TV View: Odd rugby rule and cryptic Abramovich leave us all bewildered

A PhD in rugby rules was required to know what was going on in Ireland-Italy clash

Matt Williams was spittin'. "Muppets," he said of the World Rugby people who introduced the rule that resulted in Italy having just the 13 men on the pitch for the bulk of the game on Sunday when, pre-match, he'd a notion they'd struggle even if they had twice that number.

Dave McIntyre and Alan Quinlan had tried, quite heroically, to explain to those of us who don’t have a PhD in the rules of rugby precisely what had happened in that first half.

The gist was that because hooker Gianmarco Lucchesi had gone off injured and his replacement Epalahame Faiva was then sent off, the scrums would have to be uncontested so Italy had to go down to 13 men, so they sent winger Pierre Bruno for an early bath so they could have a third prop in the scrums even though they'd be uncontested so they brought on Ivan Nemer and took off Toa Halafihi.

It was kind of like trying to understand the Pythagoras theorem all over again, and not even Joe Molloy’s graphic at half-time, that was kind of a World Rugby Rules for Dummies’ effort, helped. At all.


"There's something wrong if we have to bring out a matrix to explain to people what's going on," said Shane Horgan, who, bless him, was feeling our pain.

Even before kick-off, the Virgin Media panel was already feeling sorry for Italy, what with all the talk about them being replaced by South Africa in the Six Nations line-up.

Matt thought this was a nuts idea, on several levels, not least because the Six Nations is a European tournament and South Africa, the clue being in the name, are not European.

The climatic contrast alone between their home and away Six Nations games would, he argued, be enough to scuttle the proposal. “It’s 32 degrees today in Pretoria,” he told us, which might have had the Irish, English, Welsh, Scottish and French rugby bodies scrambling to campaign for SA’s inclusion.

‘Flat afternoon’

Any way, “it was a flat afternoon,” Joe concluded, Italy being reduced to 12 men in the second half not increasing the competitive nature of the contest, 57-6 to Ireland in the end.

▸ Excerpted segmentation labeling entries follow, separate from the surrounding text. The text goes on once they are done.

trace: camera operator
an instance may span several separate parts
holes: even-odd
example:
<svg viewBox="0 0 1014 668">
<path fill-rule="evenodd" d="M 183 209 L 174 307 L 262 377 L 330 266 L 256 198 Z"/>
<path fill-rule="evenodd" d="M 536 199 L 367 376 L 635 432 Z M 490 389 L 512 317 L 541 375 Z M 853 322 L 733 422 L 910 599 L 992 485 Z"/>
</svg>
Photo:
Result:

“The loser today wasn’t Ireland, it wasn’t Italy, it was the game of rugby,” said Matt. “If that’s your first time watching a game of rugby, you’re not going to watch a second.” To be honest though, and this might offend some, if the ref at Twickenham chooses to reduce England to 13 men in a fortnight, feel free.

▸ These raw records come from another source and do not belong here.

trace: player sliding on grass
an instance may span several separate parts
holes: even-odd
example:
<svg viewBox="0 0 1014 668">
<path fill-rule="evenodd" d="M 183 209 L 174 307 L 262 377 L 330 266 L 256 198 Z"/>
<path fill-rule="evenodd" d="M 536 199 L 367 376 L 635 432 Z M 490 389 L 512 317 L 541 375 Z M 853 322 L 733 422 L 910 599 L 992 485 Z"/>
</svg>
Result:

If the Virgin panel put in a hefty punditry shift on Sunday, it paled next to the efforts of Micah Richards and Karen Carney on Sky on Saturday evening when David Jones asked them to analyse Roman Abramovich's charitable intentions after that statement from Chelsea, rather than focus on Rodri's (alleged) handball at Goodison Park.

“What does that statement even mean, it’s almost like it’s written in a code,” said Micah, who, no more than ourselves, reckoned it was as clear as the rules of rugby.

Over on Sky Sports News, meanwhile, Nick Powell brought on his colleague Kaveh Solhekol to break the code. "My understanding is that Mr Abramovich is taking this measure for the good of the club . . . he's not involved in politics and he's not involved with Vladimir Putin. "

McCabe’s delectable goal

You waited, and waited – and waited – for Kaveh to add “LOL”. But, still waiting.

No matter. Sunday was a day for dusting down that old Arrigo Sacchi quote: "Football is the most important of the unimportant things in life." First, Katie McCabe's delectable goal for Arsenal in the FA Cup against Liverpool, which RTÉ News had the good sense to bring us live. "Yet another one to put in her back pocket," as Lisa Fallon swooned.

And then goalkeeper Caoimhin Kelleher scoring the penalty that, ultimately, won Liverpool the League Cup. He's so good, this fella, even Gary Neville could pronounce his name.

Kelleher and Gavin Bazunu? There’s a bit of a ‘waiting ages for a bus, then two come along’ feel to this. No complaints, mind, we’re blessed.